Fitness entrepreneur and award-winning personal trainer Kayla Itsines has been named the wealthiest female in the prestigious ‘2018 Financial Review Young Rich List’ aged 40 and under.

The Greek Australian came in at #5 together with her fiancé Tobias Pearce (#6), who jumped up the list from number 40 last year with a joint wealth of $486 million. They are the wealthiest self-made 20-somethings in Australia after enjoying enormous success with their fitness app ‘Sweat’. Their company is now on track to turn over $100 million this year alone.

“Designed as a personal trainer on your smartphone, Itsines and Pearce have evolved what was a Bikini Body Guide e-book into Apple’s largest grossing health and fitness app,” writes the AFR.

“The app, which promotes 28-minute workouts, has expanded to offer training guides from US-based Kelsey Wells and yoga sessions with Sjana Elise Earp. With a combined social media reach of more than 35 million people, Sweat is available in seven languages in 155 countries. More than 30 million users have created an account. The subscription based app generated $90 million in revenue in 2017-18.”

The dynamic duo who were engaged earlier in the year, have built a fitness empire with more than 10 million followers on Instagram and Facebook, which includes models and Hollywood celebrities delivering an inspirational success story with phenomenal revenue and profit growth in a short space of time.

Kayla Itsines on the cover of The Australian Financial Review Magazine. Photo: Supplied

Based in Adelaide, the 27-year-old Greek Australian personal trainer started her journey towards fame eight years ago when she launched her own training and nutrition guide #BBG (BikiniBodyGuides) after completing a personal training course at the Australian Institute of Fitness.

Soon after, she developed a 28-minute high intensity workout targeting the whole body, and in 2015 her first e-book and #sweatwithkayla application were released.

Within a few years, Kayla created a global community while travelling around Europe, the US and Australia, hosting boot camps and meeting her followers, transforming the bodies of thousands of women all over the globe, inspiring them to achieve their ultimate goal; a healthy lifestyle and body confidence.

Kayla and Tobi’s Bikini Body Training Company also won the national prize as Australia’s emerging business of 2015 at the prestigious Ernst and Young Entrepreneur of the Year Awards.

Reflecting on her success, Itsines, who has no intention of leaving South Australia told the AFR that she wished she knew earlier that anything was possible.

“In Adelaide you are not told you have the opportunity to be a superstar. If I was to grow up somewhere like New York, everyone there is very confident, and everyone wants to make it,” she says.

“If I could change anything, I would talk about the opportunity of being an entrepreneur in schools. I didn’t even know what that word meant in school.
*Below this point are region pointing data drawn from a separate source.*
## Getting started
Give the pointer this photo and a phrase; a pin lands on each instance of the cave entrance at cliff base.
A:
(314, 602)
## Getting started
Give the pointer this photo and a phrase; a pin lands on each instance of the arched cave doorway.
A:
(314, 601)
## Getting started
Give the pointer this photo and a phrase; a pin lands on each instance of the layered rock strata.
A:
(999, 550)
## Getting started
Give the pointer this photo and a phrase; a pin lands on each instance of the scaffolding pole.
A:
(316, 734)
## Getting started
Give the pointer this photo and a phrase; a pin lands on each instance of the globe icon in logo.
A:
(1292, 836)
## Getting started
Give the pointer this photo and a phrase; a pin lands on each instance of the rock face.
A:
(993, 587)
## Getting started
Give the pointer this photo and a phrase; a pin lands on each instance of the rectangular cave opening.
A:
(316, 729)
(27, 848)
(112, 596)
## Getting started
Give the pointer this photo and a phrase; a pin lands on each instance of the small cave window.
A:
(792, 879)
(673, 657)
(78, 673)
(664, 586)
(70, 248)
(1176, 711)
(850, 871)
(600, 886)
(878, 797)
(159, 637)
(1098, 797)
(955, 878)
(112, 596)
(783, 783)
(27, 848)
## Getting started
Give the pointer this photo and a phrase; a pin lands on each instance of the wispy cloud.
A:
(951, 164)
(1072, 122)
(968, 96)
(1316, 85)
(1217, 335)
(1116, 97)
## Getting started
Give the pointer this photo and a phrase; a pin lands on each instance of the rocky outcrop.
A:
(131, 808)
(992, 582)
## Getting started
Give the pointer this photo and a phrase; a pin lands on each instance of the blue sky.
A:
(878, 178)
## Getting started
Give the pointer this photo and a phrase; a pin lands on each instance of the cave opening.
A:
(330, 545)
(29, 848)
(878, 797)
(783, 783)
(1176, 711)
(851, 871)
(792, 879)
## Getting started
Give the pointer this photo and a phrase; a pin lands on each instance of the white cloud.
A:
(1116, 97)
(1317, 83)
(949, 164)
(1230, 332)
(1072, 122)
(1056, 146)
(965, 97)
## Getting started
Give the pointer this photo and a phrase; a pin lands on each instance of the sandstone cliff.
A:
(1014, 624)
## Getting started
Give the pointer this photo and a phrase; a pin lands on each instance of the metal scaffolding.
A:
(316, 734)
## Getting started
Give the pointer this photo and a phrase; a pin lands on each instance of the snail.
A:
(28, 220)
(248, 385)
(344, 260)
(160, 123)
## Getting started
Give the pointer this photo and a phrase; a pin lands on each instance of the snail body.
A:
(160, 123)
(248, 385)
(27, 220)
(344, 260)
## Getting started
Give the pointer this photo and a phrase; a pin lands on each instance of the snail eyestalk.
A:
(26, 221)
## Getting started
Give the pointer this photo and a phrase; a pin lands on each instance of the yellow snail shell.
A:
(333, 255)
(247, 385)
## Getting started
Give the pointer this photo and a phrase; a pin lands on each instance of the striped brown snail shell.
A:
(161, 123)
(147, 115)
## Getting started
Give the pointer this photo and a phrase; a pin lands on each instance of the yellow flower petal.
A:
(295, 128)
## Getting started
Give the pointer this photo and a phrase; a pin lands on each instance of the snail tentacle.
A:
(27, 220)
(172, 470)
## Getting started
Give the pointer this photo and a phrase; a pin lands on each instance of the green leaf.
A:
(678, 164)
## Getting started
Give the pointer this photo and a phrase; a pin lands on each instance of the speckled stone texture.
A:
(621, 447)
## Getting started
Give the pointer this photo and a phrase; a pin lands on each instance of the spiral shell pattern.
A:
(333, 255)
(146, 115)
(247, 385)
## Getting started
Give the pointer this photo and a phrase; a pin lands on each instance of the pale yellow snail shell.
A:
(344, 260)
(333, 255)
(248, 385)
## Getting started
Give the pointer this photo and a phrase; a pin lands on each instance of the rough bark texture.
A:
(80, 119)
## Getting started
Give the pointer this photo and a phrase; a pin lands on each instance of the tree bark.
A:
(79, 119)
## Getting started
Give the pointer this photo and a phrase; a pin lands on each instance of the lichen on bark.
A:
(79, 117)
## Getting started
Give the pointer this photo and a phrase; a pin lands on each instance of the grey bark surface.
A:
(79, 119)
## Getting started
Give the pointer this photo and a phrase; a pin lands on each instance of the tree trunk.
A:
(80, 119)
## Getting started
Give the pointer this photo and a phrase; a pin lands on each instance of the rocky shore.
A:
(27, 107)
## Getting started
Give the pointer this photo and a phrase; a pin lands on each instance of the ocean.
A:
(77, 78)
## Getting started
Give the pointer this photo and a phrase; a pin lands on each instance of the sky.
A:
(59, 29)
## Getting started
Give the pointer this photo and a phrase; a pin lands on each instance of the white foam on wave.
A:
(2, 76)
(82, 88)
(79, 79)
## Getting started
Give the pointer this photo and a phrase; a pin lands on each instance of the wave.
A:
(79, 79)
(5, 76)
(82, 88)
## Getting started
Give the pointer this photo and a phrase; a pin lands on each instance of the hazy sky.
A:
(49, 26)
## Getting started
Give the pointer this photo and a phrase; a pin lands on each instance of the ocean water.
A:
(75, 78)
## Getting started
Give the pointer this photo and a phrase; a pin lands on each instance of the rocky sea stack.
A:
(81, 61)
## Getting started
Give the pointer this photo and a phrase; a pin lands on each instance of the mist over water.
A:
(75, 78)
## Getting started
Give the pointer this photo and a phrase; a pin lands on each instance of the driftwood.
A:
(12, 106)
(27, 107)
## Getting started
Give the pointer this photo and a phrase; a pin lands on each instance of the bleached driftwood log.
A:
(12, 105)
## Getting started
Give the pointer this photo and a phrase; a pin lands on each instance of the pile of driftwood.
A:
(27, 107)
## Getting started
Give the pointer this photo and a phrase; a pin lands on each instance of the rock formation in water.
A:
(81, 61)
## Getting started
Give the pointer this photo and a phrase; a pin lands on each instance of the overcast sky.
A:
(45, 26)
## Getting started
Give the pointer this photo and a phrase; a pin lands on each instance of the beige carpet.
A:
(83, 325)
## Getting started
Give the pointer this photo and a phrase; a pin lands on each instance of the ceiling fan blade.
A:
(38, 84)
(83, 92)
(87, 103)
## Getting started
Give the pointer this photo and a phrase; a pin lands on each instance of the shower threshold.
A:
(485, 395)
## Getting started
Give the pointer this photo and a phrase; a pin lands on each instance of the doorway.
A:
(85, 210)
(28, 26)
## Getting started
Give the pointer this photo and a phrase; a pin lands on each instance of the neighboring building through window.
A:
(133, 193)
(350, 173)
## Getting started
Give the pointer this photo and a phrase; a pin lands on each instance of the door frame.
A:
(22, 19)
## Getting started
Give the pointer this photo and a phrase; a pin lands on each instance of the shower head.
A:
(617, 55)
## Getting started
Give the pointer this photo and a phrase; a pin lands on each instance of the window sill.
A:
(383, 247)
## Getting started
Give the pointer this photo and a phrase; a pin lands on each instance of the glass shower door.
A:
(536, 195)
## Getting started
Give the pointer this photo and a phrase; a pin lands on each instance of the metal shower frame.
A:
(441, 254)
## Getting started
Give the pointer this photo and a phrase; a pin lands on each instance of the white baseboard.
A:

I was [like], ‘what is that word?’ ‘Oh, you know, someone who goes off and does their own thing’. I was [like], ‘what?’,” said Itsines who together with Pearce owns more than 12 investment properties in SA.

The famous trainer celebrates her Greek heritage through her social media and particularly enjoys posting random videos of her Greek grandparents who seem to be part of her everyday life. She is an advocate for the Mediterranean diet, indulges in Greek coffee and admits that one of her biggest weaknesses is her grandmother’s traditional Greek cooking.

Kayla with her yiayia and pappou. Photo: Facebook

Meanwhile fellow Greek Australian entrepreneur Scott Stavretis also made AFR‘s prestigious list, ranking number 36 with his outsourcing and call centre business, Acquire BPO.

A serial entrepreneur, he started at the age of 16 by establishing the first internet service provider on Victoria’s Mornington Peninsula 22 years ago in 1996. Now at 38, Stavretis is at the helm of or owns significant stakes in five technology-focused companies.

The chief executive of Acquire BPO, made his debut on BRW Young Rich in 2016 with an estimated $46 million fortune. Today he sits at $69 million.

The dynamic entrepreneur also operates Degunt, a cloud-based bookkeeping company and SHORE Solutions, a Philippines-based sister company to Acquire BPO that was bought in 2014.

However, according to AFR, Stavretis’ biggest asset is Acquire BPO, which turns over more than $100 million annually, providing call centre support for companies in Australia, such as Flexigroup, Vocus Communications and Europcar, and in the US for the likes of cloud-based phone system company RingCentral, a New York Stock Exchange-listed company with market capitalisation of more than $2 billion.

For a record seventh year, Atlassian co-founders Mike Cannon-Brookes and Scott Farquhar (joint #1 & #2) top the combined 2018 Financial Review Young Rich List with a record $14.2 billion.

Scott Stavretis ranked number 36.

Interestingly, only 10 women made the cut in this year’s list overall, just one up from the nine that made the list in 2017 and eight in 2016, showing a serious gap in the number of self-made, super-wealthy Australian women.